I love that analogy from Meredith Stewart, a 7th grade history teacher in North Carolina writing about her first Mozilla Hackasaurus hack jam.

Sponsored by the National Writing Project, the recent jam gave educators a chance to use Firefox and Hackasaurus to mess around with websites by changing the underlying HTML that makes them tick.

Meredith’s post about the experience perfectly captures the value of getting our hands dirty through webmaking, and reminded me of Mitchell Baker’s keynote on creation vs. one-way consumption at the Mozilla Festival. Meredith writes:

It’d be easy to say, “That sounds fun, but what’s the point?”

For me, mucking around in the HTML was like making bread from scratch or changing a tire. They’re activities in which I want to engage as an act of understanding and joy, not necessarily of utility or efficiency.

I think for ourselves and our students understanding the means of production are important, so that we can be responsible and thoughtful teachers, students, and humans.

Hack jam organizer Andrea Zellner + fellow hacker

The hack jam’s organizer, Andrea Zellner, also writes beautifully about revealing the hidden structures that make up our digital lives:

As more and more research and attention is paid to the ways our literate lives are mediated by interactions on the internet, less attention is paid to the function of the tools that get us there.
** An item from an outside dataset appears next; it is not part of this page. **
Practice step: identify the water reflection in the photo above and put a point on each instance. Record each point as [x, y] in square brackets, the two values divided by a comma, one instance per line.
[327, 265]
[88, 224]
How many facebook posters understand the algorithm of the newsfeed? How many people uploading content to Youtube understand the genesis of the embed code? There is an entire hidden structure of the webpages with which we interact that mediates the way we compose and present ourselves on the web.

Enter the hackjam: designed to make visible the hidden structure of the internet for K12 students (but most grownups I know would benefit, too!), these tools provide an entry into inquiry about the ways we are both freed and bounded by the hidden structure of the internet pages we visit.  By developing our hacker selves, we are then empowered to move ourselves more critically through these spaces, rather than being led through them.